Criminels et islamistes
Les auteurs de kidnappings sont légion. Les bandes criminelles recherchent les gains financiers des rançons, alors que les groupes extrémistes comme Boko Haram et l’ISWAP agissent pour des motifs religieux, avec la volonté d’imposer leur vision islamiste. On retrouve aussi des éleveurs peuls, majoritairement musulmans, cherchant à accaparer les terres des agriculteurs majoritairement chrétiens.
Parfois, les motivations se mélangent les unes aux autres. Certains bandits vont ainsi se servir de la cause religieuse pour justifier leurs actes. Les origines de ce macabre marketing sont donc multiples et l’absence
d’un gouvernement fort favorise la prolifération d’une faune de mercenaires et terroristes en tout genre.
Le hijab pour les chrétiennes
Chrétiens et musulmans subissent ensemble cette persécution, mais les chrétiens vivent en plus une oppression systématique. Cela se traduit par l’impossibilité d’accéder à certains postes dans la fonction publique ou, dans les 12 États du Nord qui pratiquent la charia, l’obligation de porter le hijab, y compris pour les étudiantes chrétiennes. En mars, quatre États ont imposé la fermeture de toutes les écoles pendant le Ramadan. Cette nouvelle exigence a fait réagir l’Église locale. Dans un communiqué, les évêques ont exhorté les gouverneurs à reconsidérer cette décision qui impacte 2 500 élèves et 8 écoles catholiques, arguant qu’elle « porte atteinte au droit à l’éducation, inscrit dans la Déclaration universelle des droits de l’homme ». Le gouvernement fédéral est resté silencieux.

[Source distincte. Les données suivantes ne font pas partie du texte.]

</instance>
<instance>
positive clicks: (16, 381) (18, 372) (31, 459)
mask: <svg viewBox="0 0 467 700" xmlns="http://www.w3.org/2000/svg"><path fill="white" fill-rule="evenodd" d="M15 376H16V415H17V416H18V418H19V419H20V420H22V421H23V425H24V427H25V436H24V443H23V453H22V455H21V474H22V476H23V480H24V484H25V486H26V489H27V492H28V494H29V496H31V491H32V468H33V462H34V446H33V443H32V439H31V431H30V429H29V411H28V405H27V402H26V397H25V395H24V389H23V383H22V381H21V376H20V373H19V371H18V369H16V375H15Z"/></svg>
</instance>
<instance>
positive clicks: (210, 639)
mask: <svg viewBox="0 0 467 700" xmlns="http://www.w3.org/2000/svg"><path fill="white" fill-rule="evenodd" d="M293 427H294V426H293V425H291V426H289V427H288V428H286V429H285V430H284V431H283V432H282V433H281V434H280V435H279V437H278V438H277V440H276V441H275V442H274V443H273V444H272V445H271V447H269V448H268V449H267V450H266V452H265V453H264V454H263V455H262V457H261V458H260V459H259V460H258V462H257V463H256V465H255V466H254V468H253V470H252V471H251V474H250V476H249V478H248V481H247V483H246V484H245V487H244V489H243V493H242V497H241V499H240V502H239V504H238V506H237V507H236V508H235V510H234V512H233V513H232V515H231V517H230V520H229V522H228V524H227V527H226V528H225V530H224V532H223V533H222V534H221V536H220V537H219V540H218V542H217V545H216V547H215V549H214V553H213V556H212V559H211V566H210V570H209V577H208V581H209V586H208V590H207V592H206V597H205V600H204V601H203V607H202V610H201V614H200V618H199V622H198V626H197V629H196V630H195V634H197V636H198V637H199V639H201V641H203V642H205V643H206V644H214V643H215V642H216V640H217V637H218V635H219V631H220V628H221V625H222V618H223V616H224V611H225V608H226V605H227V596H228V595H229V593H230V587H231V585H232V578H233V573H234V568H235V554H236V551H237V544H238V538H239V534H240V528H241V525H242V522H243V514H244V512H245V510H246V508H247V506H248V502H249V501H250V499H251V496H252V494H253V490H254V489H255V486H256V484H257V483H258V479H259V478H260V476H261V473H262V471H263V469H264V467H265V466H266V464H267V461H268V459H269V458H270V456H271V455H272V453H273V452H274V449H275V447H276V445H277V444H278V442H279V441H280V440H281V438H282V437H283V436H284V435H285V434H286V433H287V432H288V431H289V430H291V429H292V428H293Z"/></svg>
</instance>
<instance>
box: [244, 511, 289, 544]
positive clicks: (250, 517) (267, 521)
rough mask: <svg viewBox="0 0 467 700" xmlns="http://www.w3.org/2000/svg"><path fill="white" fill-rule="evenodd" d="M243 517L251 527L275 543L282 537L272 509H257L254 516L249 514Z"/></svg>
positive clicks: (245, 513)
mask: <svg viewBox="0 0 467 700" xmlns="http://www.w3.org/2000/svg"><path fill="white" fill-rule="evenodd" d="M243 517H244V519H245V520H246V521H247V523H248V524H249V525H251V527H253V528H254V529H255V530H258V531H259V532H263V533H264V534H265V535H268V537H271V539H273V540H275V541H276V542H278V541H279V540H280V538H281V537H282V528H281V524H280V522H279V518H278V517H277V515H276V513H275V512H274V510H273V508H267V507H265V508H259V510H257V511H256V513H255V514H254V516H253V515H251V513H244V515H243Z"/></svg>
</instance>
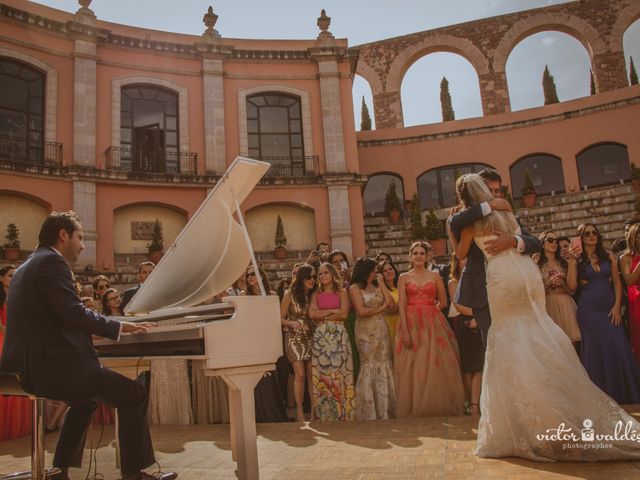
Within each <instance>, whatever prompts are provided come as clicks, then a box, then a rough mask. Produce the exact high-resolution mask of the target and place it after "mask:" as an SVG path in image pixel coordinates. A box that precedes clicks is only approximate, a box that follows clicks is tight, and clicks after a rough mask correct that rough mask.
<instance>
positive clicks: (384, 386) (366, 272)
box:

Être chrétien au Nigeria demande donc beaucoup de courage, et être séminariste ou prêtre, encore plus. Pourtant, les vocations ne cessent de croître dans ce pays martyr, notamment dans les États du Nord. à tel point que l’évêque du diocèse de Kaduna a dû refuser cette année deux tiers des candidats ! Si la réalité du quotidien ressemble souvent à un Chemin de croix, les visages lumineux de ces nombreux séminaristes reflètent déjà la Résurrection de demain.